Mais do que a interessante resposta, importa reter a natureza do castigo para além da implícita expulsão da sala de aula a que o aluno acabava de ser sujeito.
Ocorre-me, a propósito, como, no decurso de um projecto de intervenção pedagógica em que participei na Escola Paula Vicente, fui surpreendido por uma medida do Conselho Directivo que se revestia do mesmo significado que aqui quero sublinhar.
Um grupo de professores desenvolveu, ao longo dos últimos anos, um rigoroso e inovador programa de animação das bibliotecas escolares para desenvolvimento do gosto pela leitura e para apoio ao estudo na escola, liderado por Conceição Rolo e Margarida Leão. O Conselho Directivo decidiu que os alunos desocupados, por falta dos respectivos professores ou por terem sido expulsos das aulas, passassem a ocupar obrigatoriamente, a partir de então, os espaços destinados ao trabalho de pesquisa documental, estudo e leitura recreativa, necessários para o desenvolvimento daquele programa fundamental.
São dois exemplos, hoje correntes, de formas de ocupação, sentidas como castigo pelos alunos, em espaços escolares que deveriam ser exaltados pelo seu valor essencial para a construção de uma relação positiva e desejada com o saber.
A banalização perversa com que os professores tratam lugares de cultura, transformando-os em sítios de privação e de castigo, denuncia a falsa relação que muitos desenvolvem com a sua profissão, que devia alicerçar-se numa função social indispensável de agentes culturais.

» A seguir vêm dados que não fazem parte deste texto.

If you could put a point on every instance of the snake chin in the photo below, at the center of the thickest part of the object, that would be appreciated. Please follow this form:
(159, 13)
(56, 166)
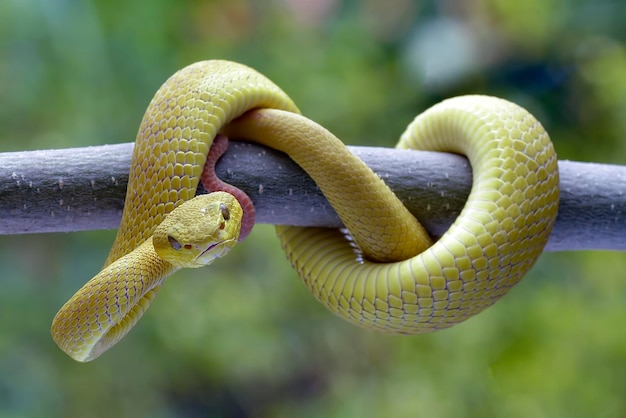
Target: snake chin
(199, 230)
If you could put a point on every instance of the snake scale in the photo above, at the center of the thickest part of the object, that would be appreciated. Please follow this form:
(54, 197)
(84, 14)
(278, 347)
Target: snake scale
(386, 274)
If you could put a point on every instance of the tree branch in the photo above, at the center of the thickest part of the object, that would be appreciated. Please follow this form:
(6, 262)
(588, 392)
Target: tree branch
(83, 189)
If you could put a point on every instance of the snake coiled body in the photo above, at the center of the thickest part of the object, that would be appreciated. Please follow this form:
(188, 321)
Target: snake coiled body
(400, 284)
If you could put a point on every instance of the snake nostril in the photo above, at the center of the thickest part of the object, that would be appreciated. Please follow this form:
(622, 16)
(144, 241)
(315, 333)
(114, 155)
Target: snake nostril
(225, 212)
(174, 243)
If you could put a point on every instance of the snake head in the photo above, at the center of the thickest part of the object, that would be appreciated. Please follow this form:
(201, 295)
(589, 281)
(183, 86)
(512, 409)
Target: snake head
(199, 230)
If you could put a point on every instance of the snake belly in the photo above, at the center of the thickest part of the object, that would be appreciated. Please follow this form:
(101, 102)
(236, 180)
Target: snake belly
(406, 289)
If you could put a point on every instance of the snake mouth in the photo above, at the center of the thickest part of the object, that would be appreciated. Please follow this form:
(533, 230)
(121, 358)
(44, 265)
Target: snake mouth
(209, 248)
(214, 251)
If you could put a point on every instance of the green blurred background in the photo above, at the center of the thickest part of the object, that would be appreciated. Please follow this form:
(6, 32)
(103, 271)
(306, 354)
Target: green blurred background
(244, 338)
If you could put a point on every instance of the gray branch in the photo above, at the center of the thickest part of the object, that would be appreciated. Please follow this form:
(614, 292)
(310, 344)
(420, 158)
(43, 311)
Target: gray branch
(83, 189)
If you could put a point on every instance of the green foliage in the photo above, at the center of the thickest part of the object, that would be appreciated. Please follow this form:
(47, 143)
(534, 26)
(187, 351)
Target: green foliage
(243, 338)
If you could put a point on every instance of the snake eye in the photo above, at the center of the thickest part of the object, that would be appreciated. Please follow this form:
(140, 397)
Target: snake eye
(174, 243)
(225, 212)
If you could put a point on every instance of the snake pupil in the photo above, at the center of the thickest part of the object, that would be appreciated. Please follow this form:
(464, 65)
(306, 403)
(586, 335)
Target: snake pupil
(174, 243)
(225, 212)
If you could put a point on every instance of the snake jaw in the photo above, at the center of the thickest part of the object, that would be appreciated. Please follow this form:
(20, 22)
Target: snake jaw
(199, 230)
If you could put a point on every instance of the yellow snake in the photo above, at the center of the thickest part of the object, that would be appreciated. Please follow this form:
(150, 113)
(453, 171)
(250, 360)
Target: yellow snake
(398, 281)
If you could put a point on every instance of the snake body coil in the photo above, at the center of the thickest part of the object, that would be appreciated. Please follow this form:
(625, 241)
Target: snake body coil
(402, 284)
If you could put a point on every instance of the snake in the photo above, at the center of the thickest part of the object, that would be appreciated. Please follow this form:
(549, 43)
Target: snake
(382, 271)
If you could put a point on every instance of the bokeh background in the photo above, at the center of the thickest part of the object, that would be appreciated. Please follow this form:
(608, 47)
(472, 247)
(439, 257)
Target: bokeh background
(244, 338)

Na mesma reportagem de O Público, Elvira Duarte, professora em Almada, num apelo às famílias para que se mantenham ao lado dos professores, declarava que «um país que não respeita os seus professores é um país profundamente doente».

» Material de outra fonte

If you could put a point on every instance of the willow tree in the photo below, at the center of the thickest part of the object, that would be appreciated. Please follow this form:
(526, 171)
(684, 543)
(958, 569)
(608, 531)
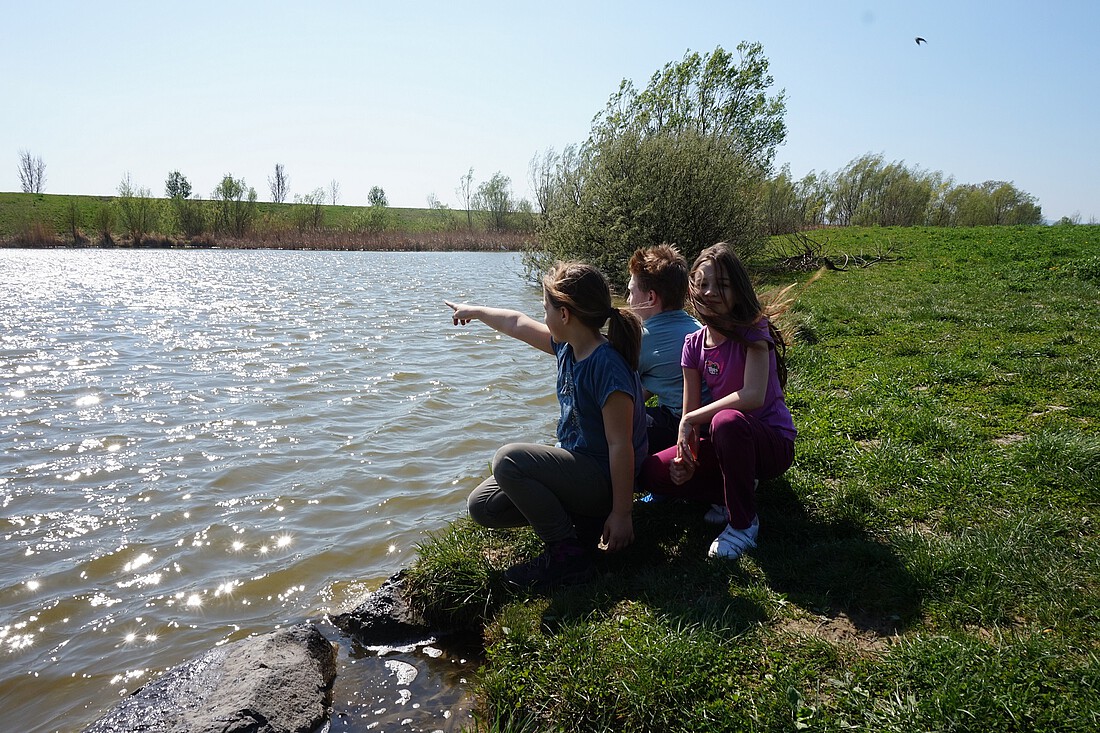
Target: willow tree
(680, 161)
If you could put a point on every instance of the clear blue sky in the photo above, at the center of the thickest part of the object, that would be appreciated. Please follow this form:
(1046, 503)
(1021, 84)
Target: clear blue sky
(409, 96)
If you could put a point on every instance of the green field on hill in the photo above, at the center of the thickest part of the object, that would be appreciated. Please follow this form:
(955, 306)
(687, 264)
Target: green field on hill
(57, 211)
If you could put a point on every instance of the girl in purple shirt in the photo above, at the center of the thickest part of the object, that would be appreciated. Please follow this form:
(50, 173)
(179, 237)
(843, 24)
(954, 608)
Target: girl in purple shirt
(745, 433)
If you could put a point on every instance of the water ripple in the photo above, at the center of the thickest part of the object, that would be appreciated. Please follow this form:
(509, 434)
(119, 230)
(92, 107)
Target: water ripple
(198, 446)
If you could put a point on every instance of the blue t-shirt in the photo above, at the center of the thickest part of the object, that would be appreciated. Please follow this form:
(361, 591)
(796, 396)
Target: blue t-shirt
(662, 342)
(583, 389)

Para que todos nos possamos respeitar, é fundamental que cada professor comece por cultivar o discernimento crítico e o amor pelo saber.
As declarações e os actos que sublinho representam graves traições à profissão e à cultura.
Quando dos professores esperamos que sejam portadores de cultura e criadores de humanidade devolvem-nos a culpa que lhes pertence e devastam os lugares de construção dos saberes com a sua indiferença. São estes alguns sinais do profundo equívoco em que nos encontramos.
Vem tudo isto a propósito do Estudo, tão mal tratado nas escolas e pelos professores.
Na escola que temos, império do método simultâneo, onde adultos ensurdecidos falam para ouvintes proibidos de falar, é cada vez mais difícil encontrar lugar para trabalho de estudo. Essa actividade central do labor intelectual foi expulsa da escola e tornou-se trabalho para casa. Assim se revela, de entre outras demasiadas coisas, a degradação cultural a que chegou a escola e a profissão docente.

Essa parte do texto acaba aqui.